L'età Costantiniana
L'età costantiniana ha inizio nel 306 quando Costantino diventa imperatore. Si apre una nuova era per la Storia della Chiesa
Costantino il Grande, figlio di Costanzo Cloro (Cesare di Diocleziano e successivamente Augusto in Occidente) e di Elena, nominato nel 307 imperatore in Gallia, emanò a Sardica, nell’ aprile 311 un editto di tolleranza nei confronti dei cristiani. Quindi, dopo aver sconfitto nel 312 Massenzio a Ponte Milvio, divenne unico arbitro della parte occidentale dell'Impero -in Oriente era imperatore suo cognato Licinio- e con l'editto di Milano del febbraio 313, confermò la libertà religiosa, già di fatto esistente.
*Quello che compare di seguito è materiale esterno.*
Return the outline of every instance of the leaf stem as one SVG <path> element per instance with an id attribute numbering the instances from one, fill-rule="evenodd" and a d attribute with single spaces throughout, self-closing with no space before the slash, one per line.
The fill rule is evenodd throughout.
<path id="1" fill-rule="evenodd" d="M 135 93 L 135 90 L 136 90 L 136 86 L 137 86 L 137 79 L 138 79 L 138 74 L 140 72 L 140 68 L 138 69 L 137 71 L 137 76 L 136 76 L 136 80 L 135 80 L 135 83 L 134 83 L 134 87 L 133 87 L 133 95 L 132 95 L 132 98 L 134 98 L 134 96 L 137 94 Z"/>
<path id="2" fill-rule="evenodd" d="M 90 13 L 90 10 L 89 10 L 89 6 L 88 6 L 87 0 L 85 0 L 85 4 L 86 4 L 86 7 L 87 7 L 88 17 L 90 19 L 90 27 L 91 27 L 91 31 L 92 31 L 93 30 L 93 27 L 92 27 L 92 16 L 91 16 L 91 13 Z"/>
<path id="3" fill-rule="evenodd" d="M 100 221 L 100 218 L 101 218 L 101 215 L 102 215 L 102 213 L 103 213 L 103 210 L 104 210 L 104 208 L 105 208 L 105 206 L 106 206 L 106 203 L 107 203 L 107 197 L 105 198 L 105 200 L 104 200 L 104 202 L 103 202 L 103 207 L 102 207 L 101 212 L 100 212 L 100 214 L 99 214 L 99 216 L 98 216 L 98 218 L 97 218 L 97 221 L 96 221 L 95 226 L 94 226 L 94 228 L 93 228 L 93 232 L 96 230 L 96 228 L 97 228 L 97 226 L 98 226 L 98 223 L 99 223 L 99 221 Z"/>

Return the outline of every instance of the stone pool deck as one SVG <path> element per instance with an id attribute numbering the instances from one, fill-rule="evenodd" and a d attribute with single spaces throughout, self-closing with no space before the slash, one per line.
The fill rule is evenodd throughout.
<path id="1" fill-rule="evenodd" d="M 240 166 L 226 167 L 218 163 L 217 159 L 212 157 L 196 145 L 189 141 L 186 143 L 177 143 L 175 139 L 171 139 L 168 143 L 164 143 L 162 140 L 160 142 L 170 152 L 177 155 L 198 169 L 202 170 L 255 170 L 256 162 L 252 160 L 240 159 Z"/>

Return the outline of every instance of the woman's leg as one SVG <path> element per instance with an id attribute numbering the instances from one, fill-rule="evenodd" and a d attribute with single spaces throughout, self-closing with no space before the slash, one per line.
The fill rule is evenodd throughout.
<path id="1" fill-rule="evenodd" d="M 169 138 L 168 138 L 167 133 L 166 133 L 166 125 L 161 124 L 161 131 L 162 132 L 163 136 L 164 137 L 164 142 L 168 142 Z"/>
L'Editto del 313 (affiancato dalle lettere di Licinio, del 13 giugno 313 che, oltre ad assicurare la libertà di religione e di culto disponevano la restituzione dei beni confiscati alla Chiesa) costituì l'inizio di una alleanza che portò la Chiesa a divenire da religio illicita a Chiesa cattolica imperiale e, infine, religione ufficiale dell'impero (editto di Teodosio febbraio 380), costringendo così l'antica religione a ritirarsi nelle campagne (da cui il termine paganesimo, religione dei pagi). L'opera di cristianizzazione dell'impero si intensificò a partire dal 324, quando Licinio Augusto, cognato di Costantino, che aveva ripreso a opprimere i cristiani, fu sconfitto e fu così restaurata la monarchia assoluta durata fino alla sua morte avvenuta nel 337.
Età costantiniana
E’ questa la cosiddetta epoca imperiale della Chiesa, che durerà fino all'elezione di papa Gregorio Magno (590), un periodo caratterizzato dalla pace costantiniana; ma anche dall’insorgenza di eresie e dall'invasione dei barbari. La pax comportò una mutua influenza fra Chiesa e diritto romano.
Eletto dal clero e dal popolo il vescovo di Roma era anche il papa. Lo stato riconobbe il primato romano. Fu la vittoria del vescovo di Roma sullo stato persecutore; da qui anche il dono al papa del Palazzo del Laterano. Mentre l'imperatore Graziano (375-378) definì espressamente, con una legge di Stato, la suprema giurisdizione del vescovo di Roma. Ma va anche ricordato che sotto papa Damaso I° (366-384) la Sinodo romana del 382 dichiarò che la santa romana Chiesa ha la precedenza su tutte le altre chiese non per mezzo di una decisione conciliare e neppure per mezzo di una legge imperiale, ma perché essa ha ricevuto il primato dalla parola del Signore Salvatore ("Tu sei Pietro e su questa pietra edificherò la mia Chiesa", Mt 16,18).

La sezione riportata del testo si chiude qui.